We don’t really have “seasons” where I’m from. It stays an amicable 75 degrees and sunny pretty much all year, even in January.
A temperate southern California limbo marked by sun-bleached stucco and 10-lane freeways. It’s beautiful in its own way, but it took moving to Alaska for me to appreciate the beauty of how seasonal shifts carve up the year into chunks.
Sept. 11 was a gorgeous day in Cooper Landing. Armed with a packed lunch, a book and a camping chair, I set up at the Quartz Creek Campground to soak up some sun. While crimson leaves fell around me and a soft autumn breeze swept through the trees, the turquoise water of Kenai Lake sparkled like diamonds where the sun hit it.
Other people apparently had the same idea to take advantage of the sunny day. Young children skipped rocks while small waves lapped their ankles, while their parents watched from the rocky shore and people launched colorful kayaks. Couples strolled hand-in-hand between the trees and family dogs fetched sticks from the water as if in a loop.
In times of such social and political calamity, it was nice to see that a group of strangers could mill about harmoniously in a shared space and agree that such a beautiful day was worth taking time to appreciate. Watching the central peninsula transform in and out of plush greenery and rainbow wildflowers, fluffy blankets of snow, gloomy autumn hues and sun-splashed skies has been similarly satisfying.
I like to think that our body politic is going through a similar period of transition, out of which will come a community that uses the shared struggles of the past two years as something around which we can unify to propel us forward. I hope a transition into that state comes as seamlessly as a seasonal shift from autumn to winter, but really I think it will require action on the part of individuals.
It will require people to have compassion for one another and the silent struggles we’re all going through. It will require minds that are receptive to hearing ideas that challenge our own beliefs and respect to allow those ideas to be shared and debated.
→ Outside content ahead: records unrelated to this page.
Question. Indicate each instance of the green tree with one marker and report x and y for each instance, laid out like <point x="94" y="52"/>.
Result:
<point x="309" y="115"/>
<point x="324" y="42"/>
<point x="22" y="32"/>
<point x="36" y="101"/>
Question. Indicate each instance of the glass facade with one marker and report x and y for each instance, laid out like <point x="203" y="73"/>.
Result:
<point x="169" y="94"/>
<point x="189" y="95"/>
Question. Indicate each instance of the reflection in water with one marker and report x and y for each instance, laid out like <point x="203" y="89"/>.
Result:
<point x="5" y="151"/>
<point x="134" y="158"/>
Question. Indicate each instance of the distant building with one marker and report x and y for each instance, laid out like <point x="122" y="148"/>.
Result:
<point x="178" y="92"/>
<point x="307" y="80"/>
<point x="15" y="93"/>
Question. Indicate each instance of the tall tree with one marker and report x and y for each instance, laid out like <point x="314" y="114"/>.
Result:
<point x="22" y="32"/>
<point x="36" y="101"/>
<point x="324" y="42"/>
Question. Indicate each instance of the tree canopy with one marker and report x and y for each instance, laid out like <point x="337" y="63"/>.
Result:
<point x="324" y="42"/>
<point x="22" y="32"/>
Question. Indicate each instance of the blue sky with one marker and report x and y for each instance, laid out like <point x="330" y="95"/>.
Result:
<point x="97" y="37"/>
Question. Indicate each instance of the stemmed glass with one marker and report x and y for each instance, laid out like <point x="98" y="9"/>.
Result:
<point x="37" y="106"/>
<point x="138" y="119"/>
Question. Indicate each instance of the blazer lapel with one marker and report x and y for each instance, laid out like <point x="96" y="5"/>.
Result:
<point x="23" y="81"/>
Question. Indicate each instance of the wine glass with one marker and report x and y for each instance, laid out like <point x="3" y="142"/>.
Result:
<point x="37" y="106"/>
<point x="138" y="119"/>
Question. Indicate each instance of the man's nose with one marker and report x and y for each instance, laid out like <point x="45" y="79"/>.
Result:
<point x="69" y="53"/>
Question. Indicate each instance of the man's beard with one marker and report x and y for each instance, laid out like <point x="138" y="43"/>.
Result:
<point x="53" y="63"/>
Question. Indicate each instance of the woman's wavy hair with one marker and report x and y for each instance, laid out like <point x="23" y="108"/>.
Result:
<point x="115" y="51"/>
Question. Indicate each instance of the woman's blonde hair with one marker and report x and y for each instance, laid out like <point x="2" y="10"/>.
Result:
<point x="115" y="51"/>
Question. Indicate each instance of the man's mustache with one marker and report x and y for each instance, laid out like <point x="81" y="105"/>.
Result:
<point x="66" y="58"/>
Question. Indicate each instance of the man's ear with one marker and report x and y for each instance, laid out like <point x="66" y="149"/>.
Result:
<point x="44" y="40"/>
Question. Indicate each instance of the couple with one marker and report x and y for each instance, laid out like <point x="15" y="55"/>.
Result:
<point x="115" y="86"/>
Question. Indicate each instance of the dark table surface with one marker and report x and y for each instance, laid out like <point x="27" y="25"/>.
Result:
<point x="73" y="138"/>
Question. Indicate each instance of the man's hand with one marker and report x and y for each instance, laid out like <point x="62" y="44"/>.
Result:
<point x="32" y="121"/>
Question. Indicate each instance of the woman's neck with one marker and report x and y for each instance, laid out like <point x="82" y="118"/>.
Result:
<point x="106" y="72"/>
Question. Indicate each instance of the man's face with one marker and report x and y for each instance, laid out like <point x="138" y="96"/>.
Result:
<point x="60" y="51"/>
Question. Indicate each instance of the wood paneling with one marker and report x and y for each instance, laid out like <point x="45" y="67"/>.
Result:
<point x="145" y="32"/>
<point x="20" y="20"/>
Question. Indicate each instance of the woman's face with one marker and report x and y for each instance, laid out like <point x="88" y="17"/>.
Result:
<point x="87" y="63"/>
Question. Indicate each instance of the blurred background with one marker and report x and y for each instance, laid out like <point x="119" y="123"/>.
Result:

It will require concessions that no one knows everything and that most people are doing the best with what they have.
In the meantime, I think it’s OK to focus on just taking things one day at a time. To appreciate pockets of tranquility amid the turmoil and to remind ourselves that this too shall pass. Like our environment, we as a body politic go through times of transition, ebbs and flows, even if that transition is not as visual as the change of leaves from green to red.